Ask HN: Have you used or wrote custom software for use within your friend group? - yeahman
I am an active member in a number of overlapping friend groups. Some as small as 3 best friends, others are 10ish people we go on holidays with.<p>I was thinking has anyone set up or even better wrote software&#x2F; systems where the use case is private usage by a group of friends?<p>I have had two ideas, but looking for stories and inspiration.<p>My first is a holiday planner that we can fully customise to our process of planning a holiday, this would save links  and discussions all over WhatsApp&#x2F;discord&#x2F; google sheets&#x2F; you name it.<p>The second is a private photo server we can run. Have tools that help migrate photos onto our servers and have a convenient way to tag them (people, event etc) in a few sittings. Then have a nice ui with a filter for those tags.<p>What do you guys think?
======
TallGuyShort
I've never gone as far as what I would consider "writing software". Whenever
I've seen something software would easily solve, it's been easy to hack
together with some off-the-shelf tools. Several times I've set up Google Forms
(or just had everyone edit a spreadsheet directly) to collect input and then
sent the CSV to a little Python script that solved some problem.
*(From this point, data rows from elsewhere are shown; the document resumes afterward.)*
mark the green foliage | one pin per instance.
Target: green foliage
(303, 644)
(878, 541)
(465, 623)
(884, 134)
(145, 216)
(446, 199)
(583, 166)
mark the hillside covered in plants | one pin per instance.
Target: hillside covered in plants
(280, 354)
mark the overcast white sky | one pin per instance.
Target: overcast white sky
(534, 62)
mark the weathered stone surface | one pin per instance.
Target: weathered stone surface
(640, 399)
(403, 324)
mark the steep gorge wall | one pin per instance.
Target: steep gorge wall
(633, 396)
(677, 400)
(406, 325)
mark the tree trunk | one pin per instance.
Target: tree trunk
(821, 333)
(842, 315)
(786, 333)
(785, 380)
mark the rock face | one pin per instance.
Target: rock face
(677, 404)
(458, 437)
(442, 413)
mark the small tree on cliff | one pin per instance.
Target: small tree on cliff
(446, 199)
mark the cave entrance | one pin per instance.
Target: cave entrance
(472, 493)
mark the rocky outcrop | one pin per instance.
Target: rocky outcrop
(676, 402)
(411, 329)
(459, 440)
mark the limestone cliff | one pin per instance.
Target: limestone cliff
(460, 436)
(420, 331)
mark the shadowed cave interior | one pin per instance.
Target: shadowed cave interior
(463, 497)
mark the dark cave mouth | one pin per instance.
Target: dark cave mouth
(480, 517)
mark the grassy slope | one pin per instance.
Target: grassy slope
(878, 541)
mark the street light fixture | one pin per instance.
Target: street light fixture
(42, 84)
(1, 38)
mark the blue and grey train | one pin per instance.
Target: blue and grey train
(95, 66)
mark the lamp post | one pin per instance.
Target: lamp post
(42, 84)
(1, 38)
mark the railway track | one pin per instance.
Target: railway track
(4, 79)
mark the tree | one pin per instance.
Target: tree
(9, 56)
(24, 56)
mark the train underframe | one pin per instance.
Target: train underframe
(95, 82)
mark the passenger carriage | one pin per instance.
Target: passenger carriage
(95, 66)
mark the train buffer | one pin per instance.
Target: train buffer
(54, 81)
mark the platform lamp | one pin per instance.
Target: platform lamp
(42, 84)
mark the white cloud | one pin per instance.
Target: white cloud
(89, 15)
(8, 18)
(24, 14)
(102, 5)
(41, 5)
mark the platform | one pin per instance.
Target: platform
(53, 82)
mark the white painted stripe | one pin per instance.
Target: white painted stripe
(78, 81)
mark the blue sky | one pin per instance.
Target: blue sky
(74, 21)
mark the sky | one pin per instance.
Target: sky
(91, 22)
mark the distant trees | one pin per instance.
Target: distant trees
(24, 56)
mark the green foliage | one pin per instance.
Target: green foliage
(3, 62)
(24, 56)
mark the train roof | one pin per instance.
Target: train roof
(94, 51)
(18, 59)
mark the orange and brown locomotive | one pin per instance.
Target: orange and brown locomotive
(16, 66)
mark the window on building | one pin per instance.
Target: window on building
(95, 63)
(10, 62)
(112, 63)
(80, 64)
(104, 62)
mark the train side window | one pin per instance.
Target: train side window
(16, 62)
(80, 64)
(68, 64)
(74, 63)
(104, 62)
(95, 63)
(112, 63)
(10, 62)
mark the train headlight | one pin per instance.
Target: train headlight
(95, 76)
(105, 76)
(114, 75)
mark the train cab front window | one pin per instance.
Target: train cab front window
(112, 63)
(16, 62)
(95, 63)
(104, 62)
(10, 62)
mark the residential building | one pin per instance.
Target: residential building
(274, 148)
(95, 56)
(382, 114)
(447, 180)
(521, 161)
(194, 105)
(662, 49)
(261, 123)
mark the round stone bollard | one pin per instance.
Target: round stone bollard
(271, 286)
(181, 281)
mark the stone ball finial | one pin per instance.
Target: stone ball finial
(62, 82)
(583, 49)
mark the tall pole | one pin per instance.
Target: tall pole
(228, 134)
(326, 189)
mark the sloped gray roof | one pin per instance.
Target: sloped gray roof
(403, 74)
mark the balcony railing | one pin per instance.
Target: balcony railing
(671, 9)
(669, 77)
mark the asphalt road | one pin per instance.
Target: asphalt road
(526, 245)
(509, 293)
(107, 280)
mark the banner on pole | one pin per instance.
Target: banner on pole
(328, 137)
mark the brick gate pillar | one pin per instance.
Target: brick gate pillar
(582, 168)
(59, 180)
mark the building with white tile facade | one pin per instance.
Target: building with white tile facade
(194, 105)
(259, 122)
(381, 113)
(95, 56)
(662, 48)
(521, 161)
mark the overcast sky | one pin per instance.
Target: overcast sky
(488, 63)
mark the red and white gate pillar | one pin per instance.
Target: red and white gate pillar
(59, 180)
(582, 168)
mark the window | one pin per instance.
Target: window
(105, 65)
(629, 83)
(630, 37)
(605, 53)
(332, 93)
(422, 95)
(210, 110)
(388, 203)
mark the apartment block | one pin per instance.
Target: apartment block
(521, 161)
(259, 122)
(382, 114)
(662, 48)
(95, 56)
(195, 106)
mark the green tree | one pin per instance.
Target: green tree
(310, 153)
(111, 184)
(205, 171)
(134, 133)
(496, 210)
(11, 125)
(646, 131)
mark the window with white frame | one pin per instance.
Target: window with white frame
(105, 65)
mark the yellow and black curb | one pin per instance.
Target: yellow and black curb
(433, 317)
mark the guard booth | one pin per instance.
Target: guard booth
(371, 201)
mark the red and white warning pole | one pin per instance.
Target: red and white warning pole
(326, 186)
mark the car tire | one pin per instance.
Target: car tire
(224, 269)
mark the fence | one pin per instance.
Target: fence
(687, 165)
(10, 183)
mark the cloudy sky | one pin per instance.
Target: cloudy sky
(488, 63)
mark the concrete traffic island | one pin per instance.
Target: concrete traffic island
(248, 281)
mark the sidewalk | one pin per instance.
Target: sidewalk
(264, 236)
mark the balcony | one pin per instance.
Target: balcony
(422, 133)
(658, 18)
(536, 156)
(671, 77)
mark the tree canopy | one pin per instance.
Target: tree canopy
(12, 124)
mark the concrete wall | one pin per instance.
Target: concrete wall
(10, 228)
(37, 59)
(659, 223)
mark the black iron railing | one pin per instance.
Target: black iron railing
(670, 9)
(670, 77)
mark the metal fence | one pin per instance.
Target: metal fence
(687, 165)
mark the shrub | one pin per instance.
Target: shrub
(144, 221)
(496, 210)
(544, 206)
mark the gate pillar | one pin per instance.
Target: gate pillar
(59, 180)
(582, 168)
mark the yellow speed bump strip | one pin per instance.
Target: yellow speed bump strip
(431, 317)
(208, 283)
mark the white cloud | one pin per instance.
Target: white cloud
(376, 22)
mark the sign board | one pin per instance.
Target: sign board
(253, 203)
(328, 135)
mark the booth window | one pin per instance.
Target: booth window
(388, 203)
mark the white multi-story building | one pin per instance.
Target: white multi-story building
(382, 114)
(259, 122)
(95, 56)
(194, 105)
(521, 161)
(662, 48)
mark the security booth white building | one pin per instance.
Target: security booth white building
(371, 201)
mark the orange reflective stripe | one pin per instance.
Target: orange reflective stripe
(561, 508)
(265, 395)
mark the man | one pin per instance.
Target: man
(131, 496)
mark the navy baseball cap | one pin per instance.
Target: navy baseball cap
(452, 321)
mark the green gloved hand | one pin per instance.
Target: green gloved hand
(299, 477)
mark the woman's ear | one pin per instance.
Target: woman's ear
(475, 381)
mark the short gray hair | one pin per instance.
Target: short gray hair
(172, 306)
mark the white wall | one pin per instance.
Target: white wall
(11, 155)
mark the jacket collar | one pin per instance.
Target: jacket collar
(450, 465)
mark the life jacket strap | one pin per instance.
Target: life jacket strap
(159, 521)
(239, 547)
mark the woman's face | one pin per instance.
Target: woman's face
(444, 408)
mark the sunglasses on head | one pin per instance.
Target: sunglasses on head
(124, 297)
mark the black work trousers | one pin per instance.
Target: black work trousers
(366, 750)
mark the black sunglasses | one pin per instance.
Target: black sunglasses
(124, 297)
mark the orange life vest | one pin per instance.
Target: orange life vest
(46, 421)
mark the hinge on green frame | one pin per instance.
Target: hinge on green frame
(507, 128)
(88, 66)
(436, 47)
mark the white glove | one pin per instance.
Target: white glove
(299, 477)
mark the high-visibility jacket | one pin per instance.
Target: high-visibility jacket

Probably my favorite was when my parents decided to pre-bequeath a bunch of
their books, movies, and other items they thought their children would like to
keep and weren't worth selling. I had everyone enter their prioritized
preferences on hundreds of items, and implemented a little algorithm to give
people their first preference, with preference towards people that desired
fewer things. Saved my parents a lot of overhead and everyone was happy with
the result.

------
eitland
Edit: First of all - great idea!

At a time when I was incredibly frustrating with our time sheets system at
work I started working on a new one. I never got anyone to test it out and it
was never finished, but I gutted it and reused the login parts to create a
system that friends of mine and I used to sign up for shared tasks.

Then I began realizing how amazingly unsecure it was (cheap hosting, no code
reviews, slow patching - at that point I had way too much on my plate). I was
almost begging them to replace it with something supported.

It was great fun to create something that was used regularly over time by more
than 100 users but (edit: given the circumstances) also a great relief to get
it away.

Today I'm also wishing to create a photo sharing solution. I'll probably try
to make it on Google Cloud or Azure this time.